Neurology, Psychiatry and Brain Research 3: 1 - 10, 1995.
Zeitgeber" des endokrinen Systems: Zirbeldrüse Melatonin und Pars tuberalis der Hypophyse
Abstrakt
Die Pars tuberalis ist der proximale Teil der Adenohypophyse. Sie besteht hauptsächlich aus einem noch nicht genau definierten speziellen Typ von endokrinen Zellen, die den primären Kapillargeflecht des Hypophysen-Portalsystems bedecken.

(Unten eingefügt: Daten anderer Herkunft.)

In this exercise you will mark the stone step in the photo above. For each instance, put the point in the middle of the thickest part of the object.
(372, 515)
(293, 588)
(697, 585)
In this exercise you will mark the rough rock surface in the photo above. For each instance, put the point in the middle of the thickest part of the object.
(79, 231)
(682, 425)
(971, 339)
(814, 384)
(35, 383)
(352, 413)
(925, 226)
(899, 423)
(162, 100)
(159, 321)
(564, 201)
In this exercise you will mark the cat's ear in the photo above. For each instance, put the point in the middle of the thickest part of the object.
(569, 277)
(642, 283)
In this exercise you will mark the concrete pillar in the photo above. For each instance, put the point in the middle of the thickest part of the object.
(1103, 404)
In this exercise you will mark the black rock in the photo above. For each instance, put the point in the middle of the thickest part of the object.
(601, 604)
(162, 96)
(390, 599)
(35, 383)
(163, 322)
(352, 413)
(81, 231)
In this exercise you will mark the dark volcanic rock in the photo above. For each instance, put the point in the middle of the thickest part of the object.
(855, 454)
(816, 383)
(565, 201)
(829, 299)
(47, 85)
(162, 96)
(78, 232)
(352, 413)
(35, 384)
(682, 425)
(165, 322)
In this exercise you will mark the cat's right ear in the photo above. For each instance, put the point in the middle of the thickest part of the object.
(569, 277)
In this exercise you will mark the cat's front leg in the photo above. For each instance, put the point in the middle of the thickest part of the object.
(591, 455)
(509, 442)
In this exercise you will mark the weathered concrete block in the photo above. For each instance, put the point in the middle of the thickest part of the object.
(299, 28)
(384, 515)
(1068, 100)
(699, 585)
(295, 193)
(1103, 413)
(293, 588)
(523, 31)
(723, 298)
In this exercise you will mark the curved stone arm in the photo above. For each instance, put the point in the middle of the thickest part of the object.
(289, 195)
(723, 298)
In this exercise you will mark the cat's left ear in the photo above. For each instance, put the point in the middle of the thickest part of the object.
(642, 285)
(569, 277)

Die dichte Expression von Melatoninrezeptoren und deutliche Veränderungen der Morphologie und Sekretionsaktivität während des Jahreszyklus lassen vermuten, dass diese Zellen an der Übertragung photoperiodischer Reize an endokrine Ziele wie die Hypophysen-Gonaden-Achse beteiligt sind. Die Klonierung des Melatoninrezeptors und Ansätze zur Identifizierung von Mechanismen der G-Protein-gekoppelten Signaltransduktion in diesen Zellen werden wahrscheinlich neue Erkenntnisse über die regulatorische Rolle von Melatonin liefern. Die Identität der sekretorischen Produkte und ihre Auswirkungen innerhalb der neuroendokrinen Regulation bleiben jedoch weiterhin rätselhaft. Jüngste Ergebnisse deuten darauf hin, dass pars tuberalis-spezifische Zellen pleiotrope Zellen sind, die einen recht komplexen modulatorischen Einfluss auf die Sekretionsaktivität der pars distalis ausüben. Ob solche Veränderungen der Genexpression der pars tuberalis als Reaktion auf photoperiodische Reize auch beim Menschen auftreten, muss noch geklärt werden. Verschiedene Hinweise bestätigen jedoch, dass Veränderungen der Photoperiode durch die pars tuberalis als Melatonin-regulierte „Zeitgeber” des endokrinen Systems vermittelt werden könnten.